HTC’s rise to the top tier of handset makers has given it more clout with partners—hence the accolades at the October launch event. Chou says wireless operators are more willing than before to work with HTC on technology and marketing plans. Operators profess admiration for Chou’s hands-on approach. “He breathes his business,” says Mark Liversidge, chief marketing officer at Hong Kong cellular operator CSL.

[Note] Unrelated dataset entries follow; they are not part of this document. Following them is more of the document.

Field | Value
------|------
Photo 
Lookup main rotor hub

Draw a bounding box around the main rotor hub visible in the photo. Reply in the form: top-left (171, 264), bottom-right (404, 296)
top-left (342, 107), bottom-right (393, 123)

HTC’s relationship with Microsoft, which is struggling to stay relevant in smartphones, is also changing. “We are a major partner, not a junior partner,” Chou says. He first saw the design concept of Microsoft’s just-introduced mobile system, Windows Phone 7, a year and a half ago. “I told them they are going in the right direction,” he says. On Oct. 11, Microsoft and HTC unveiled five handsets using Windows Phone 7. Although Microsoft’s fortunes in mobile software have fallen (it’s now the No. 5 player), Chou and others at HTC argue there are customers out there who do want what Windows Phone 7 has to offer. “Our commitment to Windows is unwavering,” says John Wang, HTC’s chief marketing officer. HTC’s new Windows Phone 7 handsets allow Microsoft users to connect with their Xbox Live games and Zune music, and some businesses want easy access to Office applications such as Word and Excel.

Analysts point out that for HTC there’s little downside to giving Microsoft another shot. Microsoft plans to spend big on marketing Windows Phone 7, which means the Taiwanese company won’t have to worry about getting the word out. HTC “should benefit the most from Windows Phone 7’s kickoff,” a team of Macquarie Securities (MGU) analysts led by Daniel Chang wrote in an Oct. 6 report.

The main events, though, are HTC’s Android devices—and keeping up the momentum against the iPhone. Chou is now focusing on expanding sales in the U.S. and on making inroads into mainland China. The HTC team, he brags, is very global. “More than half my direct reports are non-Taiwanese,” he says. E-mail and documents have been in English “from day one,” says Chou. “We just want to come up with our own innovations, our own flavor.” And what about the competition from his most formidable rival, Apple? “HTC is HTC,” he says impatiently. “I don’t care about the iPhone. I don’t even look at it.”

The bottom line: HTC, once unknown in the U.S., has become the top handset maker in the Android market, a segment that’s growing faster than Apple’s iPhone.

Einhorn is Asia regional editor in Bloomberg Businessweek’s Hong Kong bureau. With Olga Kharif in Portland and Tim Culpan in Taipei.